From 234fbf771f0d8252b0d216c573fc0fa1bd776b3c Mon Sep 17 00:00:00 2001
From: Pasquale Minervini <p.minervini@gmail.com>
Date: Sat, 30 May 2026 15:49:25 +0100
Subject: [PATCH 7/9] Remove structured output stress test

---
 tests/structured_outputs_stress.py | 424 -----------------------------
 1 file changed, 424 deletions(-)
 delete mode 100755 tests/structured_outputs_stress.py

diff --git a/tests/structured_outputs_stress.py b/tests/structured_outputs_stress.py
deleted file mode 100755
index 9bc7610fc..000000000
--- a/tests/structured_outputs_stress.py
+++ /dev/null
@@ -1,424 +0,0 @@
-#!/usr/bin/env python3
-"""Stress JSON structured outputs on OpenAI-compatible chat/responses APIs.
-
-Examples:
-  python3 tests/structured_outputs_stress.py \
-      --base-url http://127.0.0.1:8000/v1 --model ds4 --apis chat,responses
-
-  python3 tests/structured_outputs_stress.py \
-      --base-url http://127.0.0.1:8080/v1 --model qwen --apis chat
-"""
-
-from __future__ import annotations
-
-import argparse
-import json
-import re
-import sys
-import time
-import urllib.error
-import urllib.request
-from dataclasses import dataclass
-from typing import Any
-
-
-@dataclass(frozen=True)
-class Case:
-    name: str
-    prompt: str
-    schema: dict[str, Any] | None
-    json_object: bool = False
-
-
-CASES: list[Case] = [
-    Case(
-        name="calendar_event",
-        prompt=(
-            "Create one calendar event for Alice and Bob having lunch on "
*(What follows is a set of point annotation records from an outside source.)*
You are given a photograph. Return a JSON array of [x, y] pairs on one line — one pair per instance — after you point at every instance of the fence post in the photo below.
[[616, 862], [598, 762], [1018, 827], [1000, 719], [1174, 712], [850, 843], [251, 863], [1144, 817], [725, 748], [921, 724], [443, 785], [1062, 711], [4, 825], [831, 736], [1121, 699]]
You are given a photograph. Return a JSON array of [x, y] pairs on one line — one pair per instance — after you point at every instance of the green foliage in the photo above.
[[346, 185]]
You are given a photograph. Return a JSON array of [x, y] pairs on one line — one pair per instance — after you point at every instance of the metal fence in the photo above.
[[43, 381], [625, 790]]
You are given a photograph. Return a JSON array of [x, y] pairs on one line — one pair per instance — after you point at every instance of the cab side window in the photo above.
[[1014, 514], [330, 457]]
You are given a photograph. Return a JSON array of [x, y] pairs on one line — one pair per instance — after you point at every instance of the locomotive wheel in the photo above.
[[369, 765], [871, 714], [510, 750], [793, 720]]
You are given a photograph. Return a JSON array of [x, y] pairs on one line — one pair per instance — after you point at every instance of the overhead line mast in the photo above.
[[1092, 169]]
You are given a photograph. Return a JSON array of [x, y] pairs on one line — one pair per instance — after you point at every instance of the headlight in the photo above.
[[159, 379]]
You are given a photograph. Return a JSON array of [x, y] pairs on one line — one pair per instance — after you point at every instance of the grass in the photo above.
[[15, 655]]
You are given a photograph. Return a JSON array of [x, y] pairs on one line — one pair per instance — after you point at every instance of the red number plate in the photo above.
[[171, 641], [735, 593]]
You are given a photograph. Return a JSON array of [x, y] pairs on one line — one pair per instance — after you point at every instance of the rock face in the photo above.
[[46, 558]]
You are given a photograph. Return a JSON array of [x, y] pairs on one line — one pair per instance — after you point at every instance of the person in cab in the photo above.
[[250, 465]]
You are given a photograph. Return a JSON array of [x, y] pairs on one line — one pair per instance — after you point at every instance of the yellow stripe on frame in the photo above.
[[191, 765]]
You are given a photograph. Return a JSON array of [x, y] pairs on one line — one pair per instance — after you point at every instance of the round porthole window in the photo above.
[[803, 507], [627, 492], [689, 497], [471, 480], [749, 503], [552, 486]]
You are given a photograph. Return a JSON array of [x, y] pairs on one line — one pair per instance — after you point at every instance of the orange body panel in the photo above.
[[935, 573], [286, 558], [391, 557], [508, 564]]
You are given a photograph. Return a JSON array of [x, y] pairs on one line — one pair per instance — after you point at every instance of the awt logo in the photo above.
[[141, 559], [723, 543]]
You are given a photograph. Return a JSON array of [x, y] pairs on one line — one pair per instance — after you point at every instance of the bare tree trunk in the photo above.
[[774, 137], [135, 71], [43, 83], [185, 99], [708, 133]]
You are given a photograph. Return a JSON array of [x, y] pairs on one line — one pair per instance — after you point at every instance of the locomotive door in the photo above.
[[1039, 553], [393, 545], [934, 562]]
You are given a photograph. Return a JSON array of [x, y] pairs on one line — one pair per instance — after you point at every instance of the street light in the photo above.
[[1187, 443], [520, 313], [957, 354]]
-            "2026-06-01 at noon. Return only the requested JSON object."
-        ),
-        schema={
-            "type": "object",
-            "properties": {
-                "name": {"type": "string"},
-                "date": {"type": "string"},
-                "participants": {
-                    "type": "array",
-                    "items": {"type": "string"},
-                    "minItems": 1,
-                    "maxItems": 5,
-                },
-            },
-            "required": ["name", "date", "participants"],
-            "additionalProperties": False,
-        },
-    ),
-    Case(
-        name="enum_const_integer_boolean",
-        prompt=(
-            "Return a compact health-check result. Use status ok, one priority, "
-            "a retry count, and whether the system is active."
-        ),
-        schema={
-            "type": "object",
-            "properties": {
-                "status": {"const": "ok"},
-                "priority": {"type": "string", "enum": ["low", "medium", "high"]},
-                "retry_count": {"type": "integer", "minimum": 0, "maximum": 5},
-                "active": {"type": "boolean"},
-            },
-            "required": ["status", "priority", "retry_count", "active"],
-            "additionalProperties": False,
-        },
-    ),
-    Case(
-        name="nested_arrays",
-        prompt=(
-            "Return a 2 by 2 integer matrix and two short labels. Keep values "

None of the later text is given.